The authentication method can be changed by modifying the authentication
property in unidisk.properties. If the specified value is not firebase
all incoming requests are authenticated if any bearer token is set in the request header.
The project contains configuration files for an in memory as well as a MySQL database. The configuration can be changed by replacing the content of the config variable in the HibernateUtil class.
Additional configurations can be added by placing a configuration file into the resource directory. Afterwards reference that file in the HibernateUtil class by changing the config variable to
public class HibernateUtil {
private static final String someOtherConfig = "hibernate.foo.bar.cfg.xml";
private static String config = someOtherConfig;
...
}
You can populate the database by changing the content of the TestSetupBean class. The init function stores predefined data from the ApplicationState in the currently configured database. This happens every time the server starts. It's therefore recommended to remove the content of the init function after the first start of the app (unless you use an in memory database).
If you are on pages that require a specific entity id (e.g. project page) and redeploy the server, the former id might not exist anymore and the page is unable to load.
org.hibernate.id.IdentifierGenerationException: could not read a hi value - you need to populate the table: hibernate_sequence
This error occurs if you truncate the hibernate_sequence table. Delete the database instance and restart the server to fix this problem.
Follow the installation guide from https://lucene.apache.org/solr/guide/7_0/index.html.
If solr isn't running execute solr start -p 8983
. The further setup will use port 8983 as default.
If you chose another one make sure to adapt the urls and commands.
Ask one of the maintainers for the Firebase service account file and place it into crawler/src/main/resources as firebase-sa.json. This is only necessary if you want to use Firebase authentication.

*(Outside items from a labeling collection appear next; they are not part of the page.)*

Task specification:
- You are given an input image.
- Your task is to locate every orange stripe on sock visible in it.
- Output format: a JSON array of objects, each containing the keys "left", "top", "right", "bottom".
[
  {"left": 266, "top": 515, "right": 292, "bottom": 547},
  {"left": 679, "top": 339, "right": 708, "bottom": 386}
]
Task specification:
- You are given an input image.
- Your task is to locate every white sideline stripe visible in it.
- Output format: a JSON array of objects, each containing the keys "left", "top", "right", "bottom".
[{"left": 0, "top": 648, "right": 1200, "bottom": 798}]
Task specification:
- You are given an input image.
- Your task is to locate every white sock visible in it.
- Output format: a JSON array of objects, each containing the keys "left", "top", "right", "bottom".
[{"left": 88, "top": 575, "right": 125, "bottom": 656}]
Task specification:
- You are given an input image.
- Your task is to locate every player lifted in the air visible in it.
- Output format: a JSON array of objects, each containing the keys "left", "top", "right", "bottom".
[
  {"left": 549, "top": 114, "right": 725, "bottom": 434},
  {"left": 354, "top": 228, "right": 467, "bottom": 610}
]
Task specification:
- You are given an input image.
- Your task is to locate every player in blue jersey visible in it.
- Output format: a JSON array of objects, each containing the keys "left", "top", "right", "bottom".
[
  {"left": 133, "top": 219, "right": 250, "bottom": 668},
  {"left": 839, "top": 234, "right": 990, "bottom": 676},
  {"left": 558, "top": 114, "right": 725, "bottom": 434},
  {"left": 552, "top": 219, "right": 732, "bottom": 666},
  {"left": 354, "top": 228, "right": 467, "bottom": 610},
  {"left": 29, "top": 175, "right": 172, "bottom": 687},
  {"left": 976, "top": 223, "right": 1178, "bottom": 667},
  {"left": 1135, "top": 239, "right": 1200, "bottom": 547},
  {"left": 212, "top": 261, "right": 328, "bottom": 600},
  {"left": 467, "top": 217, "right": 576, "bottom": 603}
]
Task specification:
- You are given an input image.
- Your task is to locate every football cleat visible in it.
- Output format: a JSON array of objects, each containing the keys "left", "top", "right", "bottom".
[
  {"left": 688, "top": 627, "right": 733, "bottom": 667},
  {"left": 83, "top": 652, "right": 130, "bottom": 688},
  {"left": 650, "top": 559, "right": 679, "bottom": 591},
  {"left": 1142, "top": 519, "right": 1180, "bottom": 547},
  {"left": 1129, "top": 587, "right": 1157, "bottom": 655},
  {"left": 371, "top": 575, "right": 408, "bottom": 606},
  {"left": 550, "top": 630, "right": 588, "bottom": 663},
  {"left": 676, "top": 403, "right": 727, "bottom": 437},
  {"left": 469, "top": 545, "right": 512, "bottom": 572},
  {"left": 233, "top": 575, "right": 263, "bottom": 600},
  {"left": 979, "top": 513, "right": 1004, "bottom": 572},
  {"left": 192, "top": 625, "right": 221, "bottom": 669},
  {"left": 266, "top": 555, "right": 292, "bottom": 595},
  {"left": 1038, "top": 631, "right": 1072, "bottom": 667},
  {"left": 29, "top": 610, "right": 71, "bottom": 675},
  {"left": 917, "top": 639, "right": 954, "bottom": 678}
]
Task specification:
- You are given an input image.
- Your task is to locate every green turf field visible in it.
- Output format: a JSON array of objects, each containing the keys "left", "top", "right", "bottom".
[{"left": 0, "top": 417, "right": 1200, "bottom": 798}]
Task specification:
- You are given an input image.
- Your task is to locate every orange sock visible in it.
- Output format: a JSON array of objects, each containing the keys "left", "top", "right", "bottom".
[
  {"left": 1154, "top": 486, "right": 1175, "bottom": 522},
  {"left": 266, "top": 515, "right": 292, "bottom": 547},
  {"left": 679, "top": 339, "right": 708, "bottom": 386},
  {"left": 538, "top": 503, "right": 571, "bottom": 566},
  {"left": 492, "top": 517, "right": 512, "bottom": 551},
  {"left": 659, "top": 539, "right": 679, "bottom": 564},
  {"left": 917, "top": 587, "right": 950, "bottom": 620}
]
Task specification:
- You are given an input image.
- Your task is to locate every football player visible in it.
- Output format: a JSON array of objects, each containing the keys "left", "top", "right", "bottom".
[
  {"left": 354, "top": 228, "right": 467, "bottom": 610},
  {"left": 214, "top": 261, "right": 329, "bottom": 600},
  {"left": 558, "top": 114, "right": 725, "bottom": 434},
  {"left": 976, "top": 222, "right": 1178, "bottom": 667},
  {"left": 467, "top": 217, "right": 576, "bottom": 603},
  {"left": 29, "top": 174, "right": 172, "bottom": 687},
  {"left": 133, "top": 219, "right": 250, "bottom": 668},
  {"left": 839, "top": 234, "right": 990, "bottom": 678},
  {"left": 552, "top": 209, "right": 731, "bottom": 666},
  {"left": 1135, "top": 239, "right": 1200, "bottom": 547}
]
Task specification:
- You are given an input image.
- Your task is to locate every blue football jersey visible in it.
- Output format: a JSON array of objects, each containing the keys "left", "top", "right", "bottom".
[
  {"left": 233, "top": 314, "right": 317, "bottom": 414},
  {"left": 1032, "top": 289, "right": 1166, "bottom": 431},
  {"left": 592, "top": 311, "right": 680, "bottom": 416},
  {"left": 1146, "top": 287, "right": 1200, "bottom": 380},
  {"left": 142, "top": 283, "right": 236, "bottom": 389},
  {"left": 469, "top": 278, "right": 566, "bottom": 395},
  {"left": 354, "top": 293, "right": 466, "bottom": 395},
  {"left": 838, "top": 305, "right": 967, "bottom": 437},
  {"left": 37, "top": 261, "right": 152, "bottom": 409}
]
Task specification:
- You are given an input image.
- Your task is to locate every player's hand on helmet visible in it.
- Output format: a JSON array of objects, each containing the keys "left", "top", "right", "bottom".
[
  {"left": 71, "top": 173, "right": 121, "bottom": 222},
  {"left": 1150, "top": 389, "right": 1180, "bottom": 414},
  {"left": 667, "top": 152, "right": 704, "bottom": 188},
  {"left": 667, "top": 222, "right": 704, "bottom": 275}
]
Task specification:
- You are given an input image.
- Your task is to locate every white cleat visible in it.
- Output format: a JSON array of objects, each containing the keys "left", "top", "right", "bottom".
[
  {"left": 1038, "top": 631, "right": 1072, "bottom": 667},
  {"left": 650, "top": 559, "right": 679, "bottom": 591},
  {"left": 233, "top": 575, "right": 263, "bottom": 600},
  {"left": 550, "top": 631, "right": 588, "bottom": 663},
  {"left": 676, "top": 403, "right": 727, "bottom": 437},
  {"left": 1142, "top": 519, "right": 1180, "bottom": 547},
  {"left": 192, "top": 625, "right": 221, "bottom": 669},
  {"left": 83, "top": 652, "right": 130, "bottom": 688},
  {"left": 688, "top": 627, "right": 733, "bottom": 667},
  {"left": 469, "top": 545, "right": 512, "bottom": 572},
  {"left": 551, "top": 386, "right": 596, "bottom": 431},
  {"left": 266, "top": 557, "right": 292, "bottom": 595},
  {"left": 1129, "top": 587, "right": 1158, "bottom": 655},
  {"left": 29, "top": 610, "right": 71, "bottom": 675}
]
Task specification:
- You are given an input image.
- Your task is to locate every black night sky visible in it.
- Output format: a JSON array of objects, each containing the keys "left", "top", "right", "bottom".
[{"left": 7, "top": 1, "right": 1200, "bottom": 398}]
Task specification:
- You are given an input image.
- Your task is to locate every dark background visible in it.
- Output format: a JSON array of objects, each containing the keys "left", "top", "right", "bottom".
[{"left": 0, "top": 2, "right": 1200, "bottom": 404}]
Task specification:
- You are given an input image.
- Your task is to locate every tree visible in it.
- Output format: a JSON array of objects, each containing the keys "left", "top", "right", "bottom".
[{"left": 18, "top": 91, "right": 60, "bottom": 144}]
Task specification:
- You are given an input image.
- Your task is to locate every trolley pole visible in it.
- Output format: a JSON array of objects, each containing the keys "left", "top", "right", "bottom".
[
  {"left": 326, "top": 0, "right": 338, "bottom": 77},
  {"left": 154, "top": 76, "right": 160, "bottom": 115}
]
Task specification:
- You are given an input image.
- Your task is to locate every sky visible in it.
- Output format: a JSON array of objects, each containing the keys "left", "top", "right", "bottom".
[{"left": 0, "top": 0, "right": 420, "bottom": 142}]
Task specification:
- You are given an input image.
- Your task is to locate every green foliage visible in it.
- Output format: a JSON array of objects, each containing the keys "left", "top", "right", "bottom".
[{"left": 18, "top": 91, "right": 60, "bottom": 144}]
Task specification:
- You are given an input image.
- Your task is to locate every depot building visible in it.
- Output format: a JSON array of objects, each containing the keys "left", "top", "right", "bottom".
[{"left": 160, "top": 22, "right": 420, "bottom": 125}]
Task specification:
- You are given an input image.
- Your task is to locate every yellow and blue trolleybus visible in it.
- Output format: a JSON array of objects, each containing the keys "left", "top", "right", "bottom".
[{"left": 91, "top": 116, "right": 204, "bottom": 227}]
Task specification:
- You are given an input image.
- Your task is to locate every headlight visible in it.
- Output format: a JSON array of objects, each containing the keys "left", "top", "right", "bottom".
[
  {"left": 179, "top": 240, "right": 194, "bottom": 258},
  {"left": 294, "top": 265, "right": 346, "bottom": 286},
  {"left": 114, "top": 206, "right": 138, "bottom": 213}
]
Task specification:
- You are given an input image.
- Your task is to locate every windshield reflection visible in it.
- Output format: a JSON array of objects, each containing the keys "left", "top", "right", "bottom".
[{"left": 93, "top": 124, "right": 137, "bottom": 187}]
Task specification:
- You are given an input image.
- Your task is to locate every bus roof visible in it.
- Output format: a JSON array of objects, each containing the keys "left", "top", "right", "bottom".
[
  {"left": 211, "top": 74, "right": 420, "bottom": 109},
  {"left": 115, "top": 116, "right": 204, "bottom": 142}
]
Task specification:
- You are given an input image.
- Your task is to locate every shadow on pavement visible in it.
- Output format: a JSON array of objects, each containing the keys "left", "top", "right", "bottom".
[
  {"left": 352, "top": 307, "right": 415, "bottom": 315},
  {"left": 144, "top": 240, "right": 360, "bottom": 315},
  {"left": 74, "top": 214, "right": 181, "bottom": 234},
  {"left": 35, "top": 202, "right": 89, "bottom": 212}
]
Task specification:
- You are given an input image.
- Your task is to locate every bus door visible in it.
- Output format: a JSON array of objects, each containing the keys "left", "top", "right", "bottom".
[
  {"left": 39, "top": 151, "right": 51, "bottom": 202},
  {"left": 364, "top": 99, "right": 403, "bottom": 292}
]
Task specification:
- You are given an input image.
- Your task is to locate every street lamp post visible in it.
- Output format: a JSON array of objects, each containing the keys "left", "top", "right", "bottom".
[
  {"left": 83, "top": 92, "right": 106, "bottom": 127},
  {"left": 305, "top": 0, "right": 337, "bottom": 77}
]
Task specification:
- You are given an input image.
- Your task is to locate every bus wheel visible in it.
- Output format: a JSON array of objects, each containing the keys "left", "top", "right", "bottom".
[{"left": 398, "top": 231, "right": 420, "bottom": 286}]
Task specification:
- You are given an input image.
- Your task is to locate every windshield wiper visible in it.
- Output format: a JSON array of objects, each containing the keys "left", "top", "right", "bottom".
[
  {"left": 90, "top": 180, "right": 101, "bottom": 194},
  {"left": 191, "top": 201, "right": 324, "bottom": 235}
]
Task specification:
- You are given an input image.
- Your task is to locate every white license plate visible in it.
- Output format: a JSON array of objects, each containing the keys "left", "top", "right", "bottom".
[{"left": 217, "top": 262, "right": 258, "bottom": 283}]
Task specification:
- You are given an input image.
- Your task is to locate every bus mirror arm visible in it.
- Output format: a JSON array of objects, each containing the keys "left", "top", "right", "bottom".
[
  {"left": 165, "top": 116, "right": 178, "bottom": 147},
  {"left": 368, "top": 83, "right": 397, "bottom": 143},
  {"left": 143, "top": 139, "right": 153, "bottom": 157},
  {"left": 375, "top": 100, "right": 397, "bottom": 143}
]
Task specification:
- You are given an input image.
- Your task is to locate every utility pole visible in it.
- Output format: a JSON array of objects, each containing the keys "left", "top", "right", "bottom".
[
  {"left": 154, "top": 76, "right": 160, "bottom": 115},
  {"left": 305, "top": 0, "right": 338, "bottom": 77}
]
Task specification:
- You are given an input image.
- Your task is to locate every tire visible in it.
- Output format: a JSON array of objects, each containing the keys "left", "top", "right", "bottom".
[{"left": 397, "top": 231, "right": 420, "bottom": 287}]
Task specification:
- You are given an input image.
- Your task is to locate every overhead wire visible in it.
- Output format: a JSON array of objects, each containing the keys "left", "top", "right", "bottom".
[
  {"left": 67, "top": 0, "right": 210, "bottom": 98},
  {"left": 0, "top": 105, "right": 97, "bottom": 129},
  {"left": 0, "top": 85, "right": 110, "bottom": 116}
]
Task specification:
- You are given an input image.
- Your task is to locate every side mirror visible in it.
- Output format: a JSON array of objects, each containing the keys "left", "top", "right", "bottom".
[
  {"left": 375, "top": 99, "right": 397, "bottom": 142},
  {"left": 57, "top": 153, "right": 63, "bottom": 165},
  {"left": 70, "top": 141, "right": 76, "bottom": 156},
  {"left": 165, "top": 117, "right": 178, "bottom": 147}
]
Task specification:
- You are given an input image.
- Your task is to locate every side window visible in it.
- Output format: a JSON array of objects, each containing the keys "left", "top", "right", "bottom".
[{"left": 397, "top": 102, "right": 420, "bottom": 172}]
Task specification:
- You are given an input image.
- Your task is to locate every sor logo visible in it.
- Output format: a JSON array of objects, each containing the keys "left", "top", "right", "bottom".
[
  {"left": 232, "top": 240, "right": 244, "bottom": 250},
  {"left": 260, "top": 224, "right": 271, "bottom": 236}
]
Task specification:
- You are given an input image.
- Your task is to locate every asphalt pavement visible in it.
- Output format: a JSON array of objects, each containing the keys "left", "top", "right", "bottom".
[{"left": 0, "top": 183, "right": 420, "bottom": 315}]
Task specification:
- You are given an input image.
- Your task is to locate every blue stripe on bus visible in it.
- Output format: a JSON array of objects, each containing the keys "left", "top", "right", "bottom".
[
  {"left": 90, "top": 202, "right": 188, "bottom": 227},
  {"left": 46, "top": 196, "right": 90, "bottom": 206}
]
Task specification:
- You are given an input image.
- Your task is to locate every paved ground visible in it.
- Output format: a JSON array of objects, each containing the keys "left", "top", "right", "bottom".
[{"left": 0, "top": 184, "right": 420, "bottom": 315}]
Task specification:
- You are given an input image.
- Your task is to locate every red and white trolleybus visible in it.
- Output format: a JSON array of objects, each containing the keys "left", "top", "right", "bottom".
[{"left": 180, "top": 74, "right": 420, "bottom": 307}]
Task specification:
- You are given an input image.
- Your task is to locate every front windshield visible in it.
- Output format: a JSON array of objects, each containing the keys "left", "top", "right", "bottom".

Run solr create -c unidisc
. After the command finished you should see the message
Created new core 'unidisc' in the console/terminal. You should now see the
unidisc core section at http://localhost:8983/solr/#/unidisc/core-overview.
The test case testFieldInputAndQuery
in SimpleCrawlTest should now run successfully.
You can also run shootTheMoon
which crawls websites and posts the result to solr. The test doesn't
terminate but the number of documents in the unidisc core should increase.